Chuck shrugs. “I thought I made a booty call. While you’re here, though, I suppose you can watch. What does do it for you these days, since you stopped selling your charms?”

Nate barely flinches. “Maybe I should leave.”

Their eyes are locked, and it is like the way Chuck looks at her, only not quite. “If that’s what you want.” Chuck’s tone says he expects nothing more. Then his voice gentles. “Just this,” he says. “That’s all.”

Nate closes his eyes, dark lashes she used to try to count and never could get to the end of. “Okay,” he says.
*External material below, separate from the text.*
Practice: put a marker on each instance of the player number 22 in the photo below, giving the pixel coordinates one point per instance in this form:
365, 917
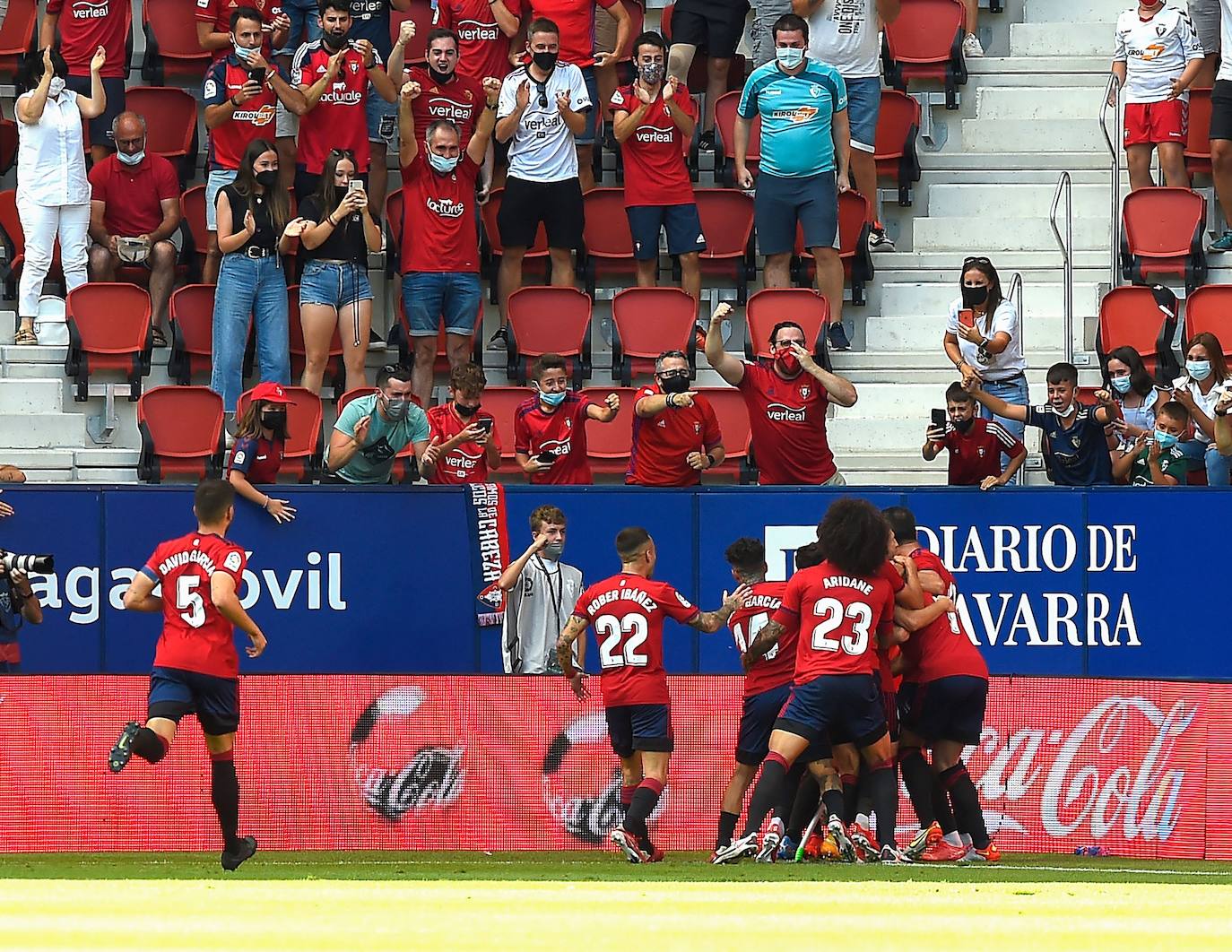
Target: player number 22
612, 629
830, 615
Blair knows then that this is the hour when three becomes two. It would hurt more but she’s already lost Nate in every way that matters, and in some ways it’s good to know that Chuck has wanted someone other than her, because he wants her more and that’s important.

Chuck turns to her and takes one step, all that’s required to put their bodies flush, heat coursing through her like an express train. He kisses her and she brings her hands up to hold on to his cheeks, because he’s bending her back. Nate makes a noise she can’t categorize, and Chuck takes her wrists in his hands and pushes back, breaking the kiss, but not cruelly.

“Take your coat off,” he says. “Stay a while.”

And it’s Nate’s hands at her shoulders, easing the coat off, letting it fall to the floor, stiff gray wool all awkward at such mistreatment. She can hear Nate breathing behind her, and Chuck is seeing her, for the first time in months, so she crosses her arms and grips the edge of her shell and tugs up, pulling it off in one smooth motion.

Chuck’s eyes flare; Blair can feel herself shaking, her skin prickling with cool air and hot looks.

Then Chuck holds out his hand, inclining his head and shoulders a fraction, just like a gentleman would, and in her bra and skirt, stockings and heels, she steps over the puddled coat and follows him into the bedroom, Nate behind her like a bodyguard.

After that, it’s all flashes—Nate’s body, still beautiful to her but almost unfamiliar after so long apart, the mole at the top of his thigh a surprise all over again; Chuck’s hands, bigger on her body than they seem from afar; her own hair, swinging down over her face and catching on her wet lips. Chuck whispers instructions and she and Nate follow them, Nate because this is his ticket out and Blair because Chuck needs to hurt someone and she’d rather it be her than himself. He’ll use this in their slow sweet war, use it for years and years. She’ll regret this; she knows it even as she closes her eyes and lets her breath puff out, moist against Chuck’s neck, as she pushes back into Nate’s touch.

But if letting Chuck say goodbye to Nate this way gets her decades of battle instead of another funeral, then—right now at least—it’s a price she’s more than willing to pay.